Fig. 5. Androgen deprivation enhances the regenerative potential of human prostate luminal cells.

(A) Enhanced organoid formation by human luminal cells obtained post castration. Left: Relative organoid formation (mean ± standard deviation) of CD26/DPP4 luminal cells isolated from prostates obtained by radical prostatectomy from hormonally intact patients (N=5, blue) or patients treated with androgen deprivation therapy (N=5, red). Organoids were quantified 14 days after seeding of 200 cells. N=4. **designates p< 0.01, Welch’s t test. (B) Representative brightfield image (right), H&E stain (middle) and confocal image (right) of a human organoid derived a patient treated with ADT as in (A). For the confocal image: CK8 (red), CK5 (green), EPCAM (white) and DAPI (purple). Scale bar: 100μm. (C) Schematic of human prostate processing for scRNA-seq. (D) Top: PHATE map of luminal cells from all samples stratified by treatment (left) and by sample (right). Bottom: PHATE maps colored by correlation to RNA signatures derived from Henry et. al. (30). L1 (left); L2 “Club” (right). (E) Pairwise correlation of signature scores for L1 and L2 “Club” cells (30) per patient after CNA filtering.
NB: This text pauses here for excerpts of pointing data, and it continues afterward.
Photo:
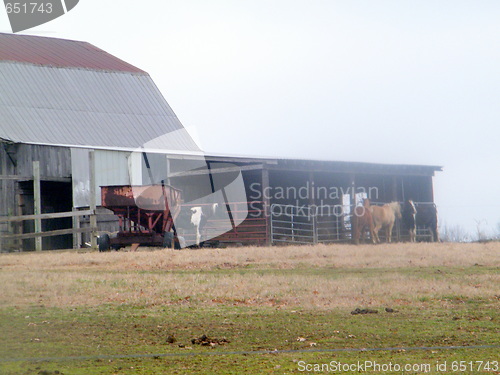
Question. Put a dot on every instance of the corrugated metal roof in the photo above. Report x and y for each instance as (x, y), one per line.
(87, 108)
(59, 52)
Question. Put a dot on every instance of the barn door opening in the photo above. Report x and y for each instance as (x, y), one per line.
(56, 197)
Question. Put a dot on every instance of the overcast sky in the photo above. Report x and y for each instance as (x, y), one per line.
(414, 82)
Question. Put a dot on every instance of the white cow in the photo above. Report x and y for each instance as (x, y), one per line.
(199, 219)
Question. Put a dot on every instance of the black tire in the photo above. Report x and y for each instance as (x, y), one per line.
(103, 242)
(168, 237)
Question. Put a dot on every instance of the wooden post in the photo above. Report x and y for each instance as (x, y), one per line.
(354, 218)
(77, 236)
(394, 188)
(267, 203)
(93, 207)
(312, 203)
(38, 203)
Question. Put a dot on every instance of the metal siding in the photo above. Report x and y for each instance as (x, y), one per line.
(80, 177)
(111, 169)
(76, 107)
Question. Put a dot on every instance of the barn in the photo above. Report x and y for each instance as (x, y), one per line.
(74, 118)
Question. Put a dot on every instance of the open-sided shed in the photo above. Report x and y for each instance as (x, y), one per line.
(86, 118)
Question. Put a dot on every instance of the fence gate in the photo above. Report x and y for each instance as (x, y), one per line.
(292, 224)
(309, 224)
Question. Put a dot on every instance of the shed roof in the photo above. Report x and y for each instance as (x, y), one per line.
(81, 97)
(60, 53)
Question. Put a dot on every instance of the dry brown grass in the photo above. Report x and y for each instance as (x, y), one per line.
(322, 276)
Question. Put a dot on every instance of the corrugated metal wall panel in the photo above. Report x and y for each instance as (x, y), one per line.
(111, 168)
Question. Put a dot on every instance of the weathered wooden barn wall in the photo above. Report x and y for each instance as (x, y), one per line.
(16, 188)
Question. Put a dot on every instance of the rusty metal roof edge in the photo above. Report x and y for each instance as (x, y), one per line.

Signatures were generated using previously published human prostate luminal cell data (30). * designates significant change of the median correlation (p<0.05, Welch’s t-test, one-sided test). (F) Model of prostate regeneration. The prostate gland shrinks ~90% following androgen deprivation (castration) due to loss of luminal epithelial cells. During this process, the transcriptome of L1 cells closely resembles that of more stem-like L2 cells. Androgen addback stimulates production of growth factors by distinct populations of mesenchymal cells, which rapidly recruit nearly all persisting luminal cells into cell cycle. Each of these proliferating luminal cells collectively contributes to regeneration of the prostate gland, rather than a rare stem cell population.